About the job
We are now looking for a Senior GPU Architect!The NVIDIA GPU and SoC Architecture group is seeking strong architects with great analytical skills and a deep understanding of system architecture and performance to use your skills creatively on processor and system architecture performance of full applications driving scalable improvements for all of our artificial intelligence/machine learning, automotive, geforce and high-performance computing products. This position offers you the opportunity to have a real impact on the hardware and software that underlies the most exciting trends in modern computing in the world. We are looking for someone who is passionate about and loves what you do and excited about creatively applying what you know to make a difference.
What You'll Be Doing
- Performance analysis/ bottleneck analysis of sophisticated, high performance GPUs and System-on-Chips (SoCs).
- Work on hardware models of different levels of extraction, including performance models, emulators and Silicon, to find performance bottlenecks in the system.
- Work closely with the architecture and design teams to explore architecture trade-offs related to system performance, area, and power consumption.
- Understand key performance use cases or the product. Develop workloads and test suits targeting graphics, machine learning, automotive, video, compute vision applications running on these products.

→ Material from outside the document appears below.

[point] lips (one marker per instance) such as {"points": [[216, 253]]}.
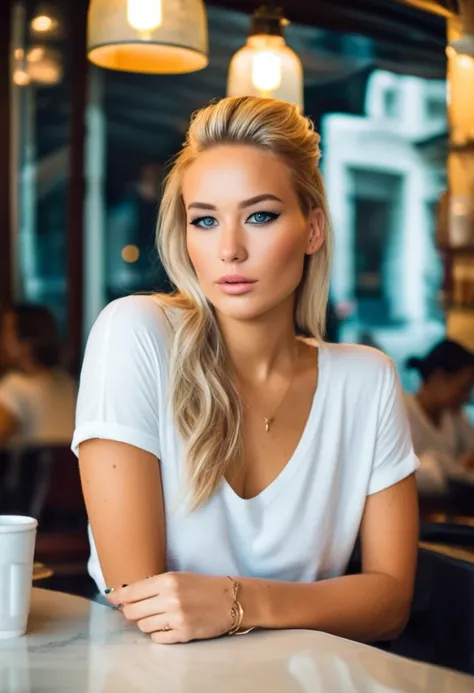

- Drive methodologies for improving turnaround time, finding representative data-sets and enabling performance analysis early in the product development cycle.
- Develop required infrastructure including performance simulators, Prototype of drivers, compilers and analysis tools.
- BE/BTech or MS/MTech in relevant area or equivalent experience, PhD is a plus with 5+ years of experience
- Proven experience with exposure to performance analysis and sophisticated system on chip and/or GPU architectures.
- Proven history of technical leadership.
- Strong understanding of System-on-Chip (SoC) architecture, graphics pipeline, memory subsystem architecture and Network-on-Chip (NoC)/Interconnect architecture.
- Hands on competence in programming (C/C++) and scripting (Perl/Python). Exposure to Verilog/System Verilog, SystemC/TLM is a strong plus.
- Strong debugging and analysis (including data and statistical analysis) skills, including use for rtl dumps to debug failures.